WASHINGTON — President Trump is moving to cancel nearly $5 billion in congressionally approved foreign aid and peacekeeping spending in a rare “pocket rescission,” The Post has learned — making use of a legally debated maneuver that hasn’t been done in 48 years.
Trump on Thursday night notified Congress of his request to cancel the funds, which had been tied up in a court case until earlier in the day.
A pocket rescission is a request that’s presented to Congress so late in the fiscal year — which ends Sept. 30 — that it’s made regardless of whether Congress acts.
The clawback includes $3.2 billion in United States Agency for International Development (USAID) development assistance, $322 million from the USAID-State Department Democracy Fund, $521 million in State Department contributions to international organizations, $393 million in State Department contributions to peacekeeping activities and $445 million in separately budgeted peacekeeping aid.
The spending had been destined for a wide variety of nonprofits and foreign governments and was paused earlier this year by the White House Office of Management and Budget (OMB) and then stuck in legal limbo due to an ensuing lawsuit filed by the Global Health Council.
The DC Circuit Court of Appeals on Thursday lifted an injunction in the case, opening the door for Trump to proceed with the first attempted pocket rescission since 1977.
The Trump administration has highlighted spending items that are allegedly wasteful, such as $24.6 million for “climate resilience” in Honduras, $2.7 million for the South African Democracy Works Foundation, which published inflammatory racial articles including “The Problem with White People,” and $3.9 million to promote democracy among LGBT people in the Western Balkans.

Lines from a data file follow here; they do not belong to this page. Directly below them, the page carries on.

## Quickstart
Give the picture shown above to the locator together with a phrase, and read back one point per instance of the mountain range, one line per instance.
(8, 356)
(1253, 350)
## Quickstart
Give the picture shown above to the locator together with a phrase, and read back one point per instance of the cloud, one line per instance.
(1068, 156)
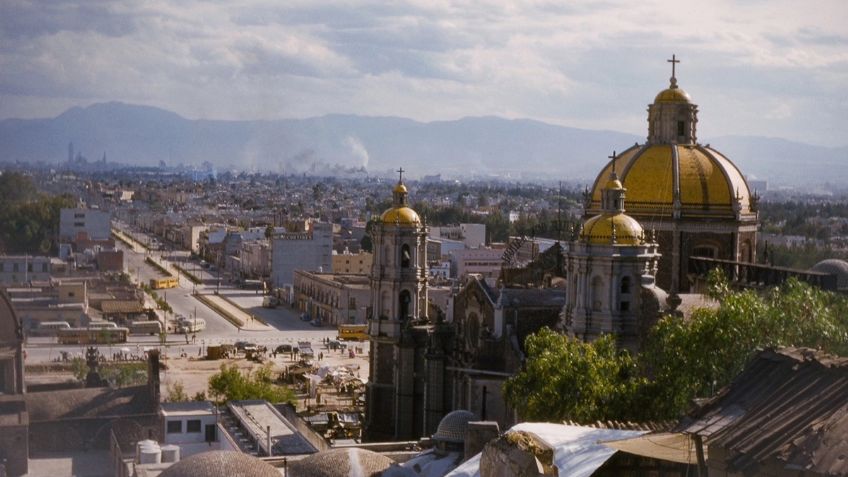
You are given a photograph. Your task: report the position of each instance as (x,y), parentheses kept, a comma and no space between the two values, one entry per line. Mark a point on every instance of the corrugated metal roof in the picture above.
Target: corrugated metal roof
(788,406)
(121,306)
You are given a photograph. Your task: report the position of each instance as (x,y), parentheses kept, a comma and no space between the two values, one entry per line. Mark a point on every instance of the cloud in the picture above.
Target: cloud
(585,64)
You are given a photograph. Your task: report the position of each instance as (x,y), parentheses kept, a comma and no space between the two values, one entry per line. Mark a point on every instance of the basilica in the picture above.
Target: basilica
(653,210)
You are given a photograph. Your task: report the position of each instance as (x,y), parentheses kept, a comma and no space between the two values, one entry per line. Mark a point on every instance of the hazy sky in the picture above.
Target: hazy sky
(770,67)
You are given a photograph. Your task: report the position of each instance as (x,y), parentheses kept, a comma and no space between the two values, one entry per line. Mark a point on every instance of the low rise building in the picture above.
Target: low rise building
(310,251)
(332,299)
(353,264)
(97,224)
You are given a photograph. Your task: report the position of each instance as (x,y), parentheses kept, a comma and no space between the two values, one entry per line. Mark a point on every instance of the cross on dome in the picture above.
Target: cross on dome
(673,62)
(613,163)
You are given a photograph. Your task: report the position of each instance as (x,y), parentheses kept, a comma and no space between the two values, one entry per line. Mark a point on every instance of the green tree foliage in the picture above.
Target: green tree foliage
(681,360)
(231,384)
(29,221)
(176,392)
(565,378)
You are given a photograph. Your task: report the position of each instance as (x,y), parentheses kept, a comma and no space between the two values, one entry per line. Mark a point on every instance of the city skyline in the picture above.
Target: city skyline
(757,68)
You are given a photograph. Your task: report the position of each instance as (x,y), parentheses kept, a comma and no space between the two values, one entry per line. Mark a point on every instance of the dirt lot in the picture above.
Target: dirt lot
(194,372)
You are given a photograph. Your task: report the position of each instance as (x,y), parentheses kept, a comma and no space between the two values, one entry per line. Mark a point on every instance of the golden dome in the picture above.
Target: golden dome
(708,183)
(598,230)
(673,95)
(614,184)
(401,216)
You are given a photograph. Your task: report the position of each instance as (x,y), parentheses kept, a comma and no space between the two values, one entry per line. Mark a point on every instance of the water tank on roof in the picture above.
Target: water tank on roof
(150,454)
(170,453)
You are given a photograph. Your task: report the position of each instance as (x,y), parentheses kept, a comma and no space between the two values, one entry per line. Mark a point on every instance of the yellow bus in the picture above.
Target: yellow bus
(167,282)
(353,332)
(93,335)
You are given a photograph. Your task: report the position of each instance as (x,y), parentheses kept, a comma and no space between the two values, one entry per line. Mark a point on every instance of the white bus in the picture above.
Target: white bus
(50,328)
(152,327)
(188,325)
(99,325)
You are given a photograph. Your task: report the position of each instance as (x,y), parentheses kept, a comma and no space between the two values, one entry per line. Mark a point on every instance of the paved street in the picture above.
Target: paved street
(284,323)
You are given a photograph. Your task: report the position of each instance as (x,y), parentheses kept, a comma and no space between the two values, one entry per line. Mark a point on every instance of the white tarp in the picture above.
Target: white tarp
(577,450)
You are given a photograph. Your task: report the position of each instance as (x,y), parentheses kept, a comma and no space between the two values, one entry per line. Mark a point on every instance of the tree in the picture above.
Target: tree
(176,392)
(565,378)
(230,384)
(680,360)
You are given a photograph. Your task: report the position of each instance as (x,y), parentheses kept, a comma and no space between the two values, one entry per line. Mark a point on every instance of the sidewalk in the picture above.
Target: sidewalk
(241,319)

Other highlighted allocations include $1.5 million to market the paintings of Ukrainian women.
The roughly $838 million in peacekeeping funds being eliminated include payments to support United Nations peacekeeping forces in places such at the Democratic Republic of Congo, where the Trump administration recently brokered a peace deal with next-door Rwanda, and the Central African Republic, where the mission has been criticized as aligned with Russian business interests.
Allocated peacekeeping funds include $11 million to provide Uruguay’s international peacekeeping forces with armored personnel carriers, $4 million for a training center in Zambia and $3 million for barracks to house Kazakhstani peacekeepers.

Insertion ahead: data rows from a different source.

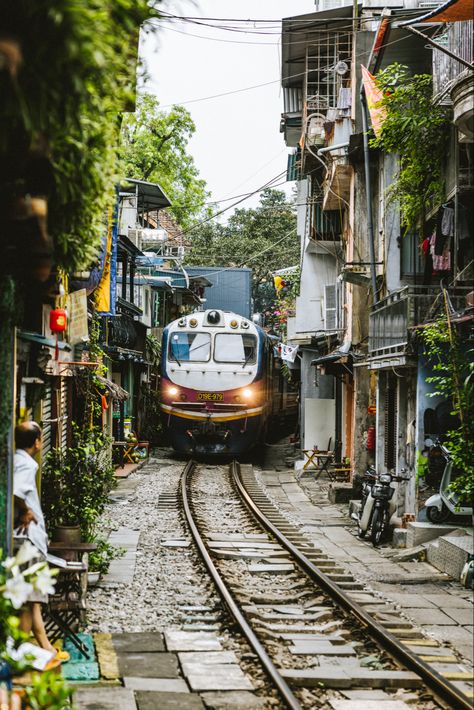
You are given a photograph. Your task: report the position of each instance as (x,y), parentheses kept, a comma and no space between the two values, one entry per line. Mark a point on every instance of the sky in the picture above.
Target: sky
(237,146)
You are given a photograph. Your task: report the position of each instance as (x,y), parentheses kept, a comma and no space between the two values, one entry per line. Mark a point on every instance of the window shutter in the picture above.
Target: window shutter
(46,416)
(390,413)
(331,307)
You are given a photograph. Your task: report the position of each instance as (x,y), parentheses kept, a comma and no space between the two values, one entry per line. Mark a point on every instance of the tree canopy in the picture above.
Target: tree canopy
(261,238)
(154,147)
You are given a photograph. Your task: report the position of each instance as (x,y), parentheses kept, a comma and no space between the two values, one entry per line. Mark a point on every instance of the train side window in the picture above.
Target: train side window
(235,347)
(190,347)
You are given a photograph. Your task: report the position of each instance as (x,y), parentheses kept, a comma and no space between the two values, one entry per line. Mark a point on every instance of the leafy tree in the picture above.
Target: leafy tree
(453,366)
(416,130)
(154,147)
(262,239)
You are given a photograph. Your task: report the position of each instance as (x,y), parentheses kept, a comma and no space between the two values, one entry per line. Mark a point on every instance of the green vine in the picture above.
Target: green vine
(416,129)
(74,73)
(453,366)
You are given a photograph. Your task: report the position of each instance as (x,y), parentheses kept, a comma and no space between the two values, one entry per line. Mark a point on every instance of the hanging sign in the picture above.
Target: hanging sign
(288,353)
(78,330)
(374,96)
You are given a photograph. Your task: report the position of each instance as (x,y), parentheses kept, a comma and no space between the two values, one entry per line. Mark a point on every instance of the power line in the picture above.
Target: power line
(267,83)
(225,209)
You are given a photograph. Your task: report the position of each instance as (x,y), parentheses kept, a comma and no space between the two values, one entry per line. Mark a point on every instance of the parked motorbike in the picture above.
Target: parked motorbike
(445,503)
(437,457)
(384,506)
(364,517)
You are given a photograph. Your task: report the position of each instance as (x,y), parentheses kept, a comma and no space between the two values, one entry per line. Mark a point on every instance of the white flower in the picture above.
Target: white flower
(44,582)
(17,590)
(26,553)
(10,563)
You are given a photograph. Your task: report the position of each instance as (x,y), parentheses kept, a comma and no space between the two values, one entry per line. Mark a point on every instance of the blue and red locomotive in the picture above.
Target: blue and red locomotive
(221,384)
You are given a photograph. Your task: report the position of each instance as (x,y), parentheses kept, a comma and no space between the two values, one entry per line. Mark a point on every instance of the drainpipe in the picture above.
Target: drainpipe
(368,194)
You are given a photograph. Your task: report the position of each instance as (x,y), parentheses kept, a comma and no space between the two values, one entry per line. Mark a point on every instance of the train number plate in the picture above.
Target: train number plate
(210,396)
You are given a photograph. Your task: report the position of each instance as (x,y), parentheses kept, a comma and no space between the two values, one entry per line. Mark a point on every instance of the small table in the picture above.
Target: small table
(323,459)
(67,604)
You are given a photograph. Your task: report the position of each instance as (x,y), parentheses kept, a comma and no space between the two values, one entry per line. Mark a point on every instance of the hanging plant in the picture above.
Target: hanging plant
(417,130)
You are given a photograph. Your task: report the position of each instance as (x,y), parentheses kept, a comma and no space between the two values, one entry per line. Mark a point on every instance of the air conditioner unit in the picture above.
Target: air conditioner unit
(176,251)
(136,236)
(332,307)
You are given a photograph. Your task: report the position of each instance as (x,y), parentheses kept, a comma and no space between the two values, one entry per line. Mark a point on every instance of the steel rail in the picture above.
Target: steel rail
(265,660)
(434,680)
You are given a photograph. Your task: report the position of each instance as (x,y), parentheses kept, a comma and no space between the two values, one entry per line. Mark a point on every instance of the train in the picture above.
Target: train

The clawback would not affect US support for the Multinational Force and Observers peacekeeping mission along the Egyptian-Israeli border.
The legality of “pocket rescissions” is a matter of intense debate, but there’s little court precedent.
The legislative Government Accountability Office deems the practice illegal; Trump’s OMB team says otherwise.
The Impoundment Control Act of 1974 limits the president’s ability to balk at spending appropriated funds and lays out the process for legislative rescissions — such as the package Trump signed last month yanking $1 billion in federal funding for NPR and PBS and $8 billion from USAID.
That law sets a 45-day clock for Congress to pass rescissions proposed by the president.
OMB Director Russ Vought and General Counsel Mark Paoletta have pointed to instances where Presidents Gerald Ford and Jimmy Carter arguably made pocket rescissions in the 1970s.
“Carter sent several rescission proposals to Congress in July of 1977. Funds from two of those proposals lapsed on September 30, 1977, in one case prior to the expiration of the 45-day ICA withholding period, and in another case five days after the withholding period ended,” Paoletta wrote in a 2018 letter to the GAO.
“GAO noted the lapse without objection.”
Paoletta has pointed repeatedly to a 1975 GAO opinion authorizing the practice, asserting on X this month that the office changed its mind during Trump’s first term due to “Trump Derangement Syndrome.”
GAO is uniquely positioned to sue over Trump’s pocket rescission — particularly after the just-concluded DC Circuit Court of Appeals case involving the same funds ended with a conclusion that the Impoundment Control Act cannot be enforced by private litigants.
But it’s unclear if GAO actually will sue due to simmering theories that the agency’s comptroller general position, currently held by Eugene Louis Dodaro, could itself be declared unconstitutional.